In Psalm 90 we read: Our life lasts for seventy years, eighty with good health. What then will you say about 100 years? Wow! When I learnt that one of our parishioners at St Anthony’s, Petit Valley, was celebrating her century of years, I decided that I must have a talk with her and find out about that long life.
Sybil Wilson was born on Valentine’s Day (February 14) in Rocky Vale, Tobago in 1922. The eldest of nine children, five boys and four girls, she has so far outlived all but three.
She remembers that she was baptised at the Catholic Church in Scarborough and there had her First Communion and Confirmation. Her recollection is that she moved to Trinidad at the age of 25 and stayed with her uncle in Laventille, “not up on the hill but lower down”, then after five years in Trinidad exchanged marriage vows in 1952 with a gentleman of the same surname, Wilson.
The nuptial ceremony was conducted in Belmont by Fr Graham. They lived happily together parenting three sons. One of the sons was there with her and he remembers whenever his behaviour was out of sync, being straightened out with “swizzle stick and pot spoon.” Her husband eventually went to his eternal rest in 2010 at the age of 99.
It was after Sunday Mass, February 13, at the Church of the Nativity that I had a talk with Mrs Sybil Wilson to try to tax her memory. She recalled that in her early years in Rocky Vale life was so different from what it is today, for in those days there was more love among neighbours, and it was really a case of the village bringing up the child.
There was greater respect for the elderly, and seniors in the neighbourhood had the authority to discipline a wayward child. “The neighbours around could scold you and advise you about everything. You could go by them if your mother is sick, and they would see about you.” These were her words.
She attended Scarborough RC Primary and, after leaving school, she embarked on what would become her lifelong trade, sewing. She recalls two teachers who made a permanent impression on her: “My teachers were Lionel Paul Mitchell and Donaldson.”
After settling down in Trinidad she continued with her seamstress lifestyle and had a varied clientele which included, as far as she remembered, “lawyers’ wives, Mrs Coelho (of Coelho’s Bakery) and nurses from the hospital.”

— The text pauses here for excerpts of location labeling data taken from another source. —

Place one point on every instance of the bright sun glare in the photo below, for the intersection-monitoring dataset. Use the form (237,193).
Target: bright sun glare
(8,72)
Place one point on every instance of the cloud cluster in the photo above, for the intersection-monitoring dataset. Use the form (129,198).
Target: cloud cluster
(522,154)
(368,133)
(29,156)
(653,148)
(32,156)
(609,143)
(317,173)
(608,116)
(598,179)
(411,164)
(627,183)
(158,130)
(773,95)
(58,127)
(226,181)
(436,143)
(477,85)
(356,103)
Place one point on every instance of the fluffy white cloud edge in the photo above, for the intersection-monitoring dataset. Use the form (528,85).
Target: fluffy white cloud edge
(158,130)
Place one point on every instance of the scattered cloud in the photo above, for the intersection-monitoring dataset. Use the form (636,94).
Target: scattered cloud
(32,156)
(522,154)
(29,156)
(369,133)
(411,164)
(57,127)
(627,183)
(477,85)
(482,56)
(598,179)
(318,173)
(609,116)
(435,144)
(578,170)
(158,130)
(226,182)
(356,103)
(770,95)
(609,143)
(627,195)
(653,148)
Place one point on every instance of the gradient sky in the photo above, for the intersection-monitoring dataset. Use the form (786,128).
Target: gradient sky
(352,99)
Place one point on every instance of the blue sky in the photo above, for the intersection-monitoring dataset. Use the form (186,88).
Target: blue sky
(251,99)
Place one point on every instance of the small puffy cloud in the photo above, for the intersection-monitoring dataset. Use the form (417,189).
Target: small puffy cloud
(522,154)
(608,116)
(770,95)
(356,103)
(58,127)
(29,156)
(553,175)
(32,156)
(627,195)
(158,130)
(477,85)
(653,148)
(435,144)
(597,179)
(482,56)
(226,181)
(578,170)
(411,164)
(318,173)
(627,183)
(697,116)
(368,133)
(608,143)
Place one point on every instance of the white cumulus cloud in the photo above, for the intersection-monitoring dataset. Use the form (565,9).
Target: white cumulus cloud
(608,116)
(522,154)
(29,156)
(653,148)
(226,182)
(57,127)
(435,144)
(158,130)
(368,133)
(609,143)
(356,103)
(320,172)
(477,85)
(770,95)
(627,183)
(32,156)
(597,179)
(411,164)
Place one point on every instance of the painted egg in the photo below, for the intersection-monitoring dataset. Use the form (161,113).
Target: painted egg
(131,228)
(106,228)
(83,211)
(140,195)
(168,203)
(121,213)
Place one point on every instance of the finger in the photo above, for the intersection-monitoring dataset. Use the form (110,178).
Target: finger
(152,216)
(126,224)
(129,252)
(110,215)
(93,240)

At Laventille, she also was a regular attendee at Sunday Mass, a practice which she has continued up to this day. I saw her weekly at the Church of the Nativity, but she has not been able to attend during this time of pandemic. In pre-pandemic times, a parishioner transported her faithfully every week.
She was no stay-at-home, quiet sheep for although, as she said, she had no interest in the politics of the day she, nevertheless, was a mas player and remembers playing with Dalrymple, “yuh know, with long dresses and things like that, not them skimpy thing they have now… and I used to go to parties and things like that”.
As she was anxious to leave the church and return home, I decided to bring the conversation to an end but not before asking her what advice she would give to the young generation.
She advised: “When you go out, make sure that you come back home. Don’t go with wayward friends, and dress properly.”
My last question was: “What caused you to live so long?”. She replied promptly, “Eat good food, cow heel soup with split peas, dasheen, eddoes, green fig, pigeon peas, and sleep well.”
With that I thanked her for sacrificing her time with me and I returned home, thanking God for her rich life, and feeling energised wondered, on this Sunday, where I could get that menu that she recommended.